Ve ayin sürdü gitti her yeri bambaşka dünyalarla dolu bir dünyada, yine bir mekandan diğerine, diğerlerine geçerek, sonra tekrar girdiğimiz mekanlara sanki hiç girmemişçesine o mekanlardan hiç çıkmamışçasına, yine birinden diğerine tekrar tekrar girerek, çıkarak, tekrar tekrar her birini yine dolaşarak kurulan yeni mekanların, yeni cemevlerinin, kısacası dev bir emeğin, o emeklerdeki göz nurunun, o güzelim hayalin izlerinde… Hepsinin ayrı ayrı kutlanası, kutsanası izlerinde…

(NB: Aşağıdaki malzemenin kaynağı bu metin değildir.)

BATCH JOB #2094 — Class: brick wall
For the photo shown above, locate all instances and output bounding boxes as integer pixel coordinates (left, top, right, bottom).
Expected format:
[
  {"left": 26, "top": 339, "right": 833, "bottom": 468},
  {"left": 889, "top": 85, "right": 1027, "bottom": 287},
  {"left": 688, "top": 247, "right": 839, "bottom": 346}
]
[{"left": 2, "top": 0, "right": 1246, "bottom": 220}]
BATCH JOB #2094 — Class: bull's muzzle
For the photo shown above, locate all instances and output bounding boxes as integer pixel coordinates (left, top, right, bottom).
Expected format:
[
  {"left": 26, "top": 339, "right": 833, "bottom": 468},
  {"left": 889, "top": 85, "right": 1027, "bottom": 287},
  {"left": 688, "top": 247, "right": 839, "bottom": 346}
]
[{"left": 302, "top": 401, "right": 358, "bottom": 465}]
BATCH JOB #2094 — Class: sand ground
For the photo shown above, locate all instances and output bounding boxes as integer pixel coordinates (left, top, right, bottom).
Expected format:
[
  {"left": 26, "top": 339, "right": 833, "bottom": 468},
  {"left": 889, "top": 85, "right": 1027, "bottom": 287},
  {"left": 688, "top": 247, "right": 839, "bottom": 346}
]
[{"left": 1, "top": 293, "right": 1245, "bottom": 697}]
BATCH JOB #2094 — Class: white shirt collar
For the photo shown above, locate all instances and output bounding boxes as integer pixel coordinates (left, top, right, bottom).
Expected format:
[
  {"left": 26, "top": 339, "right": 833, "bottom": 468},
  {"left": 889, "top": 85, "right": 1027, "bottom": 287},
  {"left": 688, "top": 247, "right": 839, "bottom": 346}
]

Alevi topluluğu kendi yaşam alanlarını, bununla ilgili kutsal mekanlarını bugünün şartlarına uygun olarak tasarlamak istemekteydi. “Beylikdüzü Belediyesi Cemevi, Kültür Merkezi ve Çevresi Ulusal Mimari Proje Yarışması” da işte bu tür kutsal mekanlarla ilgili yarışmalar dizisi içinde olan çok önemli yarışmalardan biriydi. Bu yarışmaya 82 proje katılmıştı. Tasarımlar cemevi kültürüne derin ipuçları ve katkılar sunmaktaydı. Projeler adeta cem kültürünün sınırlarını aramakta ve bu arayış içinde fonksiyonel, formal, estetik ve kavramsal açıdan kişisel yorumlamalar vermekteydi. Ama cemevi, bir çok yarışması olmuş ve çok denenmiş bir mekan değildi. Bu yarışmalar aracılığı ise işte bu mekan deneyimlerinin ve birikimlerinin sağlanması hedeflenmekteydi.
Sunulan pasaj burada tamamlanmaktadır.